To prove that the sum of the series to infinity is \( 16 + 8\sqrt{2} \), we start by identifying the series. Given \( T_1 = 8 \) and \( T_{12} = \frac{8}{\sqrt{2}} \), we're dealing with a geometric series where each term is derived from the previous term by a common ratio. The common ratio \( r \) can be calculated as: \[ r = \frac{T_{12}}{T_{1}} = \frac{\frac{8}{\sqrt{2}}}{8} = \frac{1}{\sqrt{2}}. \] The first term \( a = T_1 = 8 \). For a geometric series, the sum to infinity \( S \) can be calculated using the formula: \[ S = \frac{a}{1 - r} \] as long as \( |r| < 1 \).

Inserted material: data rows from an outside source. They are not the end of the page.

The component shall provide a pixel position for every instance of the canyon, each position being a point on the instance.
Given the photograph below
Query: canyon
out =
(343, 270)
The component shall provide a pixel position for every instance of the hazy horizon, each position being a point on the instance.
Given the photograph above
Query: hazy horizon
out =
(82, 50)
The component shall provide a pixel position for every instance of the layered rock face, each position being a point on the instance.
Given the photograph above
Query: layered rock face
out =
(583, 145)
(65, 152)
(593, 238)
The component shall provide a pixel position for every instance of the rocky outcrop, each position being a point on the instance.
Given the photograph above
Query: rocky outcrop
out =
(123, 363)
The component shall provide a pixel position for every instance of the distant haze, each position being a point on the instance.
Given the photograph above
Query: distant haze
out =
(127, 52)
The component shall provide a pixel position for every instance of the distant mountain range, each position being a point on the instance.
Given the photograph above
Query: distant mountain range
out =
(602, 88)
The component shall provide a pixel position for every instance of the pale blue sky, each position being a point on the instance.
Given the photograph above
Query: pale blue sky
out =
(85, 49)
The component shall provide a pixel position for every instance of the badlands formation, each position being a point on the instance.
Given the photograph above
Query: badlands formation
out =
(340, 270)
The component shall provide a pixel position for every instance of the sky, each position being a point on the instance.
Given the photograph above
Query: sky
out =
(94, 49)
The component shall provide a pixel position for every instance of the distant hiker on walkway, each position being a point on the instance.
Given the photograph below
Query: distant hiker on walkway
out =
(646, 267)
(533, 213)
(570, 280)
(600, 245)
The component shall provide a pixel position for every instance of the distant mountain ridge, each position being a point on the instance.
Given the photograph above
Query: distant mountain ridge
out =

Substituting our values, we get: \[ S = \frac{8}{1 - \frac{1}{\sqrt{2}}} = \frac{8\sqrt{2}}{\sqrt{2} - 1}. \] Next, we rationalize the denominator: \[ S = \frac{8\sqrt{2}(\sqrt{2} + 1)}{(\sqrt{2} - 1)(\sqrt{2} + 1)} = \frac{8\sqrt{2}(\sqrt{2} + 1)}{2 - 1} = 8\sqrt{2}(\sqrt{2} + 1) = 16 + 8\sqrt{2}. \] Thus, we have proven that the sum of the series to infinity is indeed \( 16 + 8\sqrt{2} \).